Guiltiness | 04

6.9K 512 42
                                    

Sang surya sudah mulai kembali beraktivitas. Merangkak naik ke cakrawala. Kilaunya belum sepanas yang seharusnya, masih hangat-hangat kuku menemani para penghuni bumi dalam memulai aktivitas.

Pukul 6.25.

Seharusnya, laki-laki itu sudah ada di dalam kamar mandi untuk bersiap-siap pergi ke sekolah. Namun, tampaknya dia akan terlambat hari ini. Yuan masih terjebak di atas tempat tidur, bergumul dengan selimut putihnya. Tampaknya laki-laki itu sedang melewati masa sulit. Penyakit itu kembali mengujinya. Bersama kedua mata yang masih terpejam, kepalanya bergerak-gerak gelisah. Keringat dingin mengalir dari ujung kepala hingga ujung kaki. Mulutnya tiada henti menggumam, "Ma... Hhh, sa-kit.."

Sebuah tato yang terukir di dadanya setahun lamanya, terpampang jelas. Tubuh bagian atas itu tidak dibaluti sehelai benang pun.

Tiba-tiba kedua matanya terbuka, ia tersadar. Yuan memandang langit-langit kamarnya dengan napas yang tersengal-sengal. Sakit yang sangat menusuk di kepalanya semakin terasa sakit begitu dia terbangun dari tidur. Sangat sakit hingga rasa mual muncul. Sesuatu dari dalam perutnya seperti memaksa keluar dari dalam sana. Tangan kurus itu membekap mulutnya sendiri, Yuan sekuat tenaga beranjak dari tempat tidurnya yang sangat berantakan layaknya kapal pecah.

Brak!

Yuan bersimpuh di depan kloset bersama tangannya yang bergetar hebat mencengkram sisi-sisi kloset.

"Hoek!"

"Hoek!"

Tangan itu meluruh dari posisinya. Empunya bersandar lemah pada dinding kamar mandi yang dingin. Lantai dan hawa kamar mandi yang dingin membuatnya menggigil. Tangan itu bergetar semakin dahsyat, Yuan menekan tombol penguras kloset dengan sisa tenaganya kemudian dia membiarkan pungunggnya yang sudah mulai terlihat tonjolan tulang itu membentur dinding.

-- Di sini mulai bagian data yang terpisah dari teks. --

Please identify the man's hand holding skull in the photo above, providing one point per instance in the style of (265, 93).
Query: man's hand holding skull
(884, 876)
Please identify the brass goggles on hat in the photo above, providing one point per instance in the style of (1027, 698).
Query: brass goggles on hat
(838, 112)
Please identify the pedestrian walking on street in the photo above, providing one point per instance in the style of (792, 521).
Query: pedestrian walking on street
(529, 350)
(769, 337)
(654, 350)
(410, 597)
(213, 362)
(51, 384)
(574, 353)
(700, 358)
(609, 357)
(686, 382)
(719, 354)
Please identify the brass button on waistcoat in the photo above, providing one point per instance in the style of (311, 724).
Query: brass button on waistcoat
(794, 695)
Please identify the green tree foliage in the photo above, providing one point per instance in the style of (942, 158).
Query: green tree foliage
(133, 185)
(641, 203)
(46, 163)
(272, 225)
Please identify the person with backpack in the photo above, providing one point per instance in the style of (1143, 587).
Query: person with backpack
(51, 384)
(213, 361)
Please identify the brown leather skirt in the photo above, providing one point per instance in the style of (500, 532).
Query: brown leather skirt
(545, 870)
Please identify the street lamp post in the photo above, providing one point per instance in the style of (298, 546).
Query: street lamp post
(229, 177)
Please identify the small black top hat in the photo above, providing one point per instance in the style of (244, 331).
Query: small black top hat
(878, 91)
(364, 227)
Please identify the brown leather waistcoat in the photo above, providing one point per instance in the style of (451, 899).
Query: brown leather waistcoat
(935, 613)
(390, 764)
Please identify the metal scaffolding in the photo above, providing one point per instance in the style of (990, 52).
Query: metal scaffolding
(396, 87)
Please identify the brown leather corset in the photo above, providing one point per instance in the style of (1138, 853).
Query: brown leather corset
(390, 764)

Masih dengan napas tidak kunjung berhembus normal, Yuan mencoba mempertahankan kesadarannya. Dia tidak mungkin bisa bertahan hidup di dalam kamar mandi yang dingin seperti ini. Maka Yuan mecoba berdiri, namun naas. Kakinya tidak mampu menahan beban tubuhnya.

"Aaargh..." Yuan mengerang kesal. Tangannya mengepal, memukul kuat-kuat kepalanya, berakhir dengan menarik kuat-kuat rambutnya. Namun, ia tetap tidak merasakan apa pun. Rasa sakit di kepalanya jauh lebih menyakitkan.

Pada akhirnya, tenaganya lenyap, tangan Yuan merosot jatuh ke lantai. Dengan kepala yang mendongak Yuan menutup kedua matanya. Dia kembali kalah.

Yuan tampak seperti seorang pencundang.

Dia kalah telak dari ayahnya. Dia kalah telak dari takdir buruknya. Kini dia juga harus kalah telak dari penyakitnya.

**

Bunga memelankan langkah lebarnya. Sebuah senyuman bahagia mengembang begitu dia menemukan laki-laki itu jauh di depan sana. Bunga ternyata kembali bertemu dengan Yuan. Pada peristiwa keterlambatan mereka yang sama seperti minggu lalu, tepat saat Bunga baru masuk ke SMA Harapan. Pintu pagar sekolah sudah tertutup dengan rapat, gembok pun duduk dalam tempatnya dengan nyaman.

"Yuan!"

Langkah kaki Yuan berhenti. Dia sempat berdiri mematung, kemudian berbalik setelah ingat dengan pemilik suara itu.

"Tolong bukain gerbangnya dong,"

Semua tampak seperti deja vu. Yuan masih berdiri di tempatnya dengan tubuh yang membeku, menatap Bunga dingin Padahal sebenarnya, ia merasa bahagia bisa menatap Bunga pagi ini.

Tetapi, Bunga tidak goyah. Bunga sudah tampak biasa dengan tatapan itu. Tatapan yang mungkin mampu membuat segelintir orang berlari ketakutan, dan adapula yang mencacinya karena dikira belaga sok keren.